Home > The Devil Comes Courting (The Worth Saga #3)(9)

The Devil Comes Courting (The Worth Saga #3)(9)
Author: Courtney Milan

She nodded.

“The basic idea is that he’ll take the thousand most common Chinese characters and assign them a value from one to one thousand. Let us say the character for ‘life’—a very common one, I’m told—is assigned the value of one. To send that, one would send the numeral ‘one’ in Morse. For a less common character—”

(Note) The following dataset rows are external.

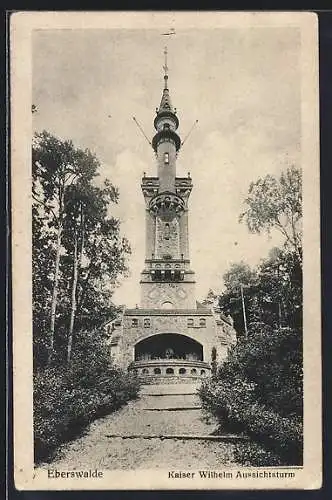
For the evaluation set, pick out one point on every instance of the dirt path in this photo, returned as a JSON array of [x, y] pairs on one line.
[[151, 415]]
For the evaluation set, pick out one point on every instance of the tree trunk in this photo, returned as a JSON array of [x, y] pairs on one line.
[[76, 265], [55, 292]]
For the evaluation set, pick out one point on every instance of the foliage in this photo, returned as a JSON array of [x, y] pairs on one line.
[[258, 390], [67, 399], [272, 292]]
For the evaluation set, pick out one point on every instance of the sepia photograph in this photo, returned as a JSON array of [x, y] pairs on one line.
[[166, 251]]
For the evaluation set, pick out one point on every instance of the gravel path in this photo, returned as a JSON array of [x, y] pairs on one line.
[[95, 450]]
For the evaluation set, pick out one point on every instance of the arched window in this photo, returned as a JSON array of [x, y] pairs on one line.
[[147, 323]]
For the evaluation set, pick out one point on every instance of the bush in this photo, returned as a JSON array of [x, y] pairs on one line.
[[67, 399], [259, 391]]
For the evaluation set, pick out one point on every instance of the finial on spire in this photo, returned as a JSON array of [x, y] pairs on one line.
[[165, 67]]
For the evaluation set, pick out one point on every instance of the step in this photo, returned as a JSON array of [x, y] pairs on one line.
[[207, 437]]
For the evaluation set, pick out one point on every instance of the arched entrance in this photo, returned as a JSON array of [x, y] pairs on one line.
[[168, 346]]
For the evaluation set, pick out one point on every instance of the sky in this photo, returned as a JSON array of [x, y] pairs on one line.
[[242, 84]]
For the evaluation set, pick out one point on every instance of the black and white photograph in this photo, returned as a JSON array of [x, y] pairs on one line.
[[165, 205]]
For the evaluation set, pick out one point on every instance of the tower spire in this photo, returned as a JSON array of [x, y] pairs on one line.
[[165, 67]]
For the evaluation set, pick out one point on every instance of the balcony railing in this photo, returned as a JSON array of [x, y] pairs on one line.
[[171, 368]]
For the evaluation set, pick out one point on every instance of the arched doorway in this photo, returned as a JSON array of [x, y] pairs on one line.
[[168, 346]]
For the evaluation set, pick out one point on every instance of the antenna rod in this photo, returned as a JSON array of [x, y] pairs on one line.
[[142, 130], [192, 128]]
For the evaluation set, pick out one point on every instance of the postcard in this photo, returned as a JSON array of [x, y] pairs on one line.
[[166, 250]]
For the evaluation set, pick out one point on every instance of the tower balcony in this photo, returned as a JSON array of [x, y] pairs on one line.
[[166, 203], [168, 370]]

“Stop,” she interrupted him. “That can’t be right. Are you telling me that he’s encoding Chinese characters for telegraph by first creating a Western code for each character, without regard to construction or appearance or radicals, and then encoding them a second time in Morse code only using numbers?” Her brow wrinkled. “Unencoding would be, I suppose, a matter of looking up numbers in the chart. But if the characters are arranged in order from most commonly used, the encoding itself…” She was talking as much to herself as to him. “How would that even be done? I suppose you would have to make a dictionary of some sort based on stroke number, although I’ve always found that method to be ridiculous and time-consuming. There would have to be an index to the code, and if you’re going to do that, why not make the index the code—” She cut herself off.

Grayson found himself smiling. “I see. You couldn’t do it?”

Her eyes met his.

Grayson had spent the past years of his life planning out his telegraphic enterprise. That meant he had seen enough people get excited about the telegraph to know what true passion looked like. Her uncertainty had fled while she was talking. Her entire posture had opened up. Her eyes had lit from within. She had listed, in thirty seconds, precisely the issues with a Chinese telegraphic code that the hapless fellow he’d hired before her had mentioned when he quit—encoding, decoding, ease of transmission. She had come alive when she was talking.

Her eyes dropped from his.

“Mrs. Smith, you cannot possibly believe that you’re flighty and forgetful.”

“But I am.”

He waved a hand. “It may be true about some things, but I’d wager it’s never true for the things you care about. When I met you this morning, you were trying to invent a bamboo bustle replacement.”

“Trying is too kind. Failing is more like it. It won’t work. The material is too friable.”

“Your brother showed me some of your letters. I’ve seen your idea for a Chinese telegraphic code. I listened to you talk. I just saw you light up like a second sun. You can’t actually fool me into thinking you can’t do this. You can only fool yourself.”

She seemed taken aback by this. “Captain. Um. I have forgotten your name again.”

“Hunter.”

“Captain Hunter. You seem to have misapprehended my capabilities.”

“Please enlighten me.”

“I am not an expert in Chinese telegraphic code,” she said. “It is simply that in my prior marriage, my late husband was stationed in Hyderabad.”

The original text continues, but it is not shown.